Copyright © Janice Tracy, Cemeteries of Dancing Rabbit Creek.

Friday, January 9, 2009

Ornate Carvings on Gravestone of Lula Ann Garnett

The intricate carvings on the beautiful marble gravestone of Lula Anne Garrett are not only lovely to behold, but the flowers, the dove, and the sea shell are all symbolic of the love and devotion her husband and her family wanted to immortalize with this stone. Lula Anne, born in 1832, and the wife of Warren Henry Garnett, died in 1900. Her grave, along with the grave of her husband, are located in Franklin Cemetery.

Beautiful Monument of Carthagenia Scott Hamblen

Camden Cemetery, named for the community of the same name, is located near the intersection of Highways 17 and 43. It is a fairly large cemetery in an otherwise sparsely populated area of Madison County, Mississippi, and it contains many old graves. The names of those buried here, like so many others in the state, trace the migration of settlers to Mississippi from a half dozen or so of the former colonies and from a few foreign countries.

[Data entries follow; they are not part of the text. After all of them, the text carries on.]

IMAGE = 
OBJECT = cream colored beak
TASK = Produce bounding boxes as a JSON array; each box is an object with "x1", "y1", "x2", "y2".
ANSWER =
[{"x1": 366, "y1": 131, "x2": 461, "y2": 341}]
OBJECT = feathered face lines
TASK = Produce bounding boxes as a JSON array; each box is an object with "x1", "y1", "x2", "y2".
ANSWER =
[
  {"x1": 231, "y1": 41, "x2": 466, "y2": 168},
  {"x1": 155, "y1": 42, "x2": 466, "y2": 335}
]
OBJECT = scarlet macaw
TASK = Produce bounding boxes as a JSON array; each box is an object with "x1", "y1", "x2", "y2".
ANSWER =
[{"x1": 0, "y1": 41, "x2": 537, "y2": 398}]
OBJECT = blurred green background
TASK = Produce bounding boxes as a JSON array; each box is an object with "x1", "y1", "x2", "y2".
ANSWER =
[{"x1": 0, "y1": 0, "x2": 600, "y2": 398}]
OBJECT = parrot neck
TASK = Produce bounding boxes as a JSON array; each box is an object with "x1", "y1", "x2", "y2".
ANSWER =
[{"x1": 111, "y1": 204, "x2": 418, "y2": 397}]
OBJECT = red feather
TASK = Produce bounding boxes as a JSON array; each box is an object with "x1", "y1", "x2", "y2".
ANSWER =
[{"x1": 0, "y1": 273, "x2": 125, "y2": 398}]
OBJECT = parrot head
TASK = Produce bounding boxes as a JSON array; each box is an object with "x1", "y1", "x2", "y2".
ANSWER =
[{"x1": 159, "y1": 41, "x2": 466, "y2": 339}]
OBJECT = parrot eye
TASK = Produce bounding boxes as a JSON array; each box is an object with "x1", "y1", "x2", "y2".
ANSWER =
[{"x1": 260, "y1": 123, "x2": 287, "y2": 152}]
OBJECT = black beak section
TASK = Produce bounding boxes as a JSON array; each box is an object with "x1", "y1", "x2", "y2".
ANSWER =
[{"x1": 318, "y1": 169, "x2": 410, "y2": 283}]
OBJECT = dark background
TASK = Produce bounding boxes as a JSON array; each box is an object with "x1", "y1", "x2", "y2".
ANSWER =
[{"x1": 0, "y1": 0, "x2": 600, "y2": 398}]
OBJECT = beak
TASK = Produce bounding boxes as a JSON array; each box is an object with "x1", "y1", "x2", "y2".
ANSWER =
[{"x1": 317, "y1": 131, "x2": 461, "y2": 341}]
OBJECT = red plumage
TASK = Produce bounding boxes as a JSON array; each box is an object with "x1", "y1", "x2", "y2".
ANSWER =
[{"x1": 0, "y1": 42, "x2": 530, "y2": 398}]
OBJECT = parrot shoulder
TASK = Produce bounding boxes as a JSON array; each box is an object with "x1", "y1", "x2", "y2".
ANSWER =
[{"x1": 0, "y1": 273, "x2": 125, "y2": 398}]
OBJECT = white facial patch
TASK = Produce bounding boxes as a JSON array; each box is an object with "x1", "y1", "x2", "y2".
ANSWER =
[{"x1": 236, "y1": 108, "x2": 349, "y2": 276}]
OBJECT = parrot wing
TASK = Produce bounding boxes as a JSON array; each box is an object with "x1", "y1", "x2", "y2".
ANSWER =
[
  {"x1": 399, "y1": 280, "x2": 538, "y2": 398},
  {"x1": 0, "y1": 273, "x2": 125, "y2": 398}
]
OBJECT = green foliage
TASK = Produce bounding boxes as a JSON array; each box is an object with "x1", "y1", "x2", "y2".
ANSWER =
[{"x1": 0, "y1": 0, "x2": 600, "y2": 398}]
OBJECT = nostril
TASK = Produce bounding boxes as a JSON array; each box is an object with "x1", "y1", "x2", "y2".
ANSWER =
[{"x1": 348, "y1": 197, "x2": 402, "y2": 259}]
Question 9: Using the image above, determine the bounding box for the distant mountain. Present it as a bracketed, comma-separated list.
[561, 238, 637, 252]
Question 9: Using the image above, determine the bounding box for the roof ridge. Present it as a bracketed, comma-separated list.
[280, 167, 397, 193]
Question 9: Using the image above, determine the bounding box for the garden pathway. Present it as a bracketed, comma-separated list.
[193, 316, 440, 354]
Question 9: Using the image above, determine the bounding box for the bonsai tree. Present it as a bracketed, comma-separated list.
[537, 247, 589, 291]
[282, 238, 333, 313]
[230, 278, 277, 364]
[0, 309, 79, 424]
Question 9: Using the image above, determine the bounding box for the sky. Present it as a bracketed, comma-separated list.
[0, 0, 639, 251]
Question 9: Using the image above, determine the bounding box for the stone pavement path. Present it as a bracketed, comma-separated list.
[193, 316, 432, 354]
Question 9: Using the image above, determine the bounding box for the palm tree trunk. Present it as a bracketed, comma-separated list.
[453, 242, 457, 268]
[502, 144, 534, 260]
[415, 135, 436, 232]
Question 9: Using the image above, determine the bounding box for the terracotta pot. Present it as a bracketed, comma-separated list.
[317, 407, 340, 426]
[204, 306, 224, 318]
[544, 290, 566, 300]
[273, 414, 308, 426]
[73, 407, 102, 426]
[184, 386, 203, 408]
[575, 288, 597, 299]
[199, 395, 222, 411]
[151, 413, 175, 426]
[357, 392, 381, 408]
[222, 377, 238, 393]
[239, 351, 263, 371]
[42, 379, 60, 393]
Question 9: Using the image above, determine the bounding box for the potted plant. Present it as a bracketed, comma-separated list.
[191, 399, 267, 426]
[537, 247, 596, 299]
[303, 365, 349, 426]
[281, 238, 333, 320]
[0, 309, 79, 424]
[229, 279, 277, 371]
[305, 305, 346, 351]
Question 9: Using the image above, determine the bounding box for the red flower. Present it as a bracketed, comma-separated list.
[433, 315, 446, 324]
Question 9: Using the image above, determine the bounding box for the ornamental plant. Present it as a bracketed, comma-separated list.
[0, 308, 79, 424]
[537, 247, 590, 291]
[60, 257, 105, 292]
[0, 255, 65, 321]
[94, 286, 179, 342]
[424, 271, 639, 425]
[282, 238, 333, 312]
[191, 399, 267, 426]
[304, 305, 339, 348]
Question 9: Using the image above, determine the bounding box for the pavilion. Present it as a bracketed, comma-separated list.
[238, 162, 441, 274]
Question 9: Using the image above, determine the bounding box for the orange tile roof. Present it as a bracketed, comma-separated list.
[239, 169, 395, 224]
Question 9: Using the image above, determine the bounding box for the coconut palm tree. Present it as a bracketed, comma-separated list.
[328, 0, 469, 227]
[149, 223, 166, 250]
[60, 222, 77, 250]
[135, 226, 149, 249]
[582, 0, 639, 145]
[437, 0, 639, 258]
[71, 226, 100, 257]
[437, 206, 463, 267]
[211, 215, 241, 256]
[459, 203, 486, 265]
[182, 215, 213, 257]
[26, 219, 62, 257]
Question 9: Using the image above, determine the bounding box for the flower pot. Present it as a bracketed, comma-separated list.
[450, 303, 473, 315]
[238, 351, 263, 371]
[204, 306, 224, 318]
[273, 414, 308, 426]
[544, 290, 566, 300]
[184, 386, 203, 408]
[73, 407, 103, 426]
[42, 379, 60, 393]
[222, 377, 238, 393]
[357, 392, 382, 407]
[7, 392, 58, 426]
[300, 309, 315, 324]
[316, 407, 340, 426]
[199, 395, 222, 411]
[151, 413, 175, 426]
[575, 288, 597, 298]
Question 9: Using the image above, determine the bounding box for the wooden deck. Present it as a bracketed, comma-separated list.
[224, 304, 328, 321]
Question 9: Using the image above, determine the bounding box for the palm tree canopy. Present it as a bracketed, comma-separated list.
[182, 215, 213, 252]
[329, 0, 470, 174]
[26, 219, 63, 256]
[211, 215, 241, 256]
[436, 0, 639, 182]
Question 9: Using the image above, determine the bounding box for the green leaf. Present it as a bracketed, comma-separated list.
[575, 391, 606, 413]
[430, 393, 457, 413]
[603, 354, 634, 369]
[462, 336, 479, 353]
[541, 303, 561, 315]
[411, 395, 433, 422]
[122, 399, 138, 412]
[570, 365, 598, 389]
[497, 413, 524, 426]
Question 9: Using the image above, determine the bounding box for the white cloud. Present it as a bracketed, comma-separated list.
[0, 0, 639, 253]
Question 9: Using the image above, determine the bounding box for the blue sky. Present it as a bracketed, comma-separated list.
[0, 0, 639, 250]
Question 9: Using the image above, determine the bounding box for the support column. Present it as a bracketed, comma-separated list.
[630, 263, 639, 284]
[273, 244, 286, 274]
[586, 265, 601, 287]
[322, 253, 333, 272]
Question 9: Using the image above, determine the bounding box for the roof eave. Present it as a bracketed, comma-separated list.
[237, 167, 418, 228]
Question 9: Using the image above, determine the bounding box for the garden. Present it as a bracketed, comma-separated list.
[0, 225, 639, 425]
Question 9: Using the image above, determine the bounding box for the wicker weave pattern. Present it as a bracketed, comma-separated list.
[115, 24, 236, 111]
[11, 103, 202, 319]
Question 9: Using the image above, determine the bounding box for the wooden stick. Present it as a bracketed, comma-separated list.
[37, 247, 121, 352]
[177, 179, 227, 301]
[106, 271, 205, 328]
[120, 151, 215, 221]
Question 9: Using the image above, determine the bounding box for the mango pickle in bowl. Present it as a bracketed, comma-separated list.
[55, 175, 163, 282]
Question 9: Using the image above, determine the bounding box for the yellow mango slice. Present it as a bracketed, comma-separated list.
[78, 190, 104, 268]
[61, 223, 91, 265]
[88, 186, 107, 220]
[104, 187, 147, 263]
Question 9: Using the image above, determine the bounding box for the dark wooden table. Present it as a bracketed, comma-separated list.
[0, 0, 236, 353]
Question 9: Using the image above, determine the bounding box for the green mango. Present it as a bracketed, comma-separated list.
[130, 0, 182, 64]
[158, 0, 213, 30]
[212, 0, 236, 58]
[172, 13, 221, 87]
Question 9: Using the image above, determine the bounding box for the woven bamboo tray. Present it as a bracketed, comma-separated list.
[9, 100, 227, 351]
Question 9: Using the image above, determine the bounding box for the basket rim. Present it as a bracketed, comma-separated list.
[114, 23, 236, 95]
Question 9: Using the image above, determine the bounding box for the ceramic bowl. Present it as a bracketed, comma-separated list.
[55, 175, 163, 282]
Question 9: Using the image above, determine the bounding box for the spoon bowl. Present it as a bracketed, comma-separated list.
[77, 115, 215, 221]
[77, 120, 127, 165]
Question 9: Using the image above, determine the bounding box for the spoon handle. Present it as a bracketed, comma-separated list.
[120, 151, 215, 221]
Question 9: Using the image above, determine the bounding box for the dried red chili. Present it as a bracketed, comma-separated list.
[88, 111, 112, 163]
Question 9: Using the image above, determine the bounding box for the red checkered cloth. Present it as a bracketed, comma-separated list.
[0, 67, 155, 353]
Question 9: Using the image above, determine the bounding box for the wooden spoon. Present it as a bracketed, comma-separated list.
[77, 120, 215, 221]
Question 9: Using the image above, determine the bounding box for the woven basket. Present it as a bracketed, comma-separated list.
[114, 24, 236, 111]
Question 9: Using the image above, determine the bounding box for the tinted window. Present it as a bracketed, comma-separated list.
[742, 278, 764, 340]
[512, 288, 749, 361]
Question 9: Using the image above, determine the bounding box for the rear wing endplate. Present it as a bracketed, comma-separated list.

One of the graves in Camden Cemetery is graced by a beautiful grave stone, shown here, that marks the burial place of Carthagenia Scott Collier. The marker is the same as one located in Mount Bluff Cemetery near Flora that I wrote about last week. Both markers appear to be made of masonry and metal, likely zinc.

Thursday, January 8, 2009

Confederate Graves at Isaacs Cemetery

Some cemeteries have tall pillars and ornate gates and sculptures that grace the entrance to the final resting place of those buried there. But the location of Isaacs Cemetery is marked by a simple, homemade sign, with stencil-painted letters that spell out the name. Like so many other cemeteries that began as family cemeteries, Isaacs Cemetery contains the burial places of some of the county's earliest residents, along with those of residents and their families who have died in recent years. This Attala County cemetery is located at McVille, south of Kosciusko, between Highway 43 and the Natchez Trace Parkway, about halfway to Thomastown. In the very early 1800's, this area was still part of the Choctaw Nation. Graves of several Confederate soldiers are located in the cemetery, and markers for four of those graves are pictured below. You will note that the emblem known as the Southern cross appears on each gravestone.

James W. Cabaniss
Co. "A" 15 Miss Inf
C. S. A.
Alonzo Lewis, Confederate Soldier

John Fields
Co. "K"
10 Ala Inf.
C. S. A.

Elkanah Sanders
Co. "F"
18 Miss Inf.
C. S. A.

Wednesday, January 7, 2009

Graveyard Rabbit of Attala County Featured in "Meet a Rabbit" Article Today

Thank you for reading my blog, and if you are interested to know more about this "graveyard rabbit," check out today's article posted on The Association of Graveyard Rabbits website.

Tuesday, January 6, 2009

A Cenotaph in Brister Cemetery

Right: View of the cemetery where old and new stones mark the graves of Attala County residents.

Below: Entrance to Brister Cemetery

Brister Cemetery is located at Hesterville and is believed to have been established in the mid-1840's, when Edmund Brister's sister, Matilda Holland Brister, died and was buried on land that he owned. Although the cemetery began as a family cemetery, it later became a place for members of the public to bury their loved ones. Located in Brister Cemetery is a "cenotaph" erected as a memorial to Morgan Guest/Guess, who served in the War of 1812 in Tennessee. According to the memorial pictured here, Morgan Guest was born in North Carolina on August 22, 1773, the son of Captain Moses Guest, a North Carolinian who served as a Captain in the Revolutionary War. The younger Guest died in Mississippi on February 8, 1853.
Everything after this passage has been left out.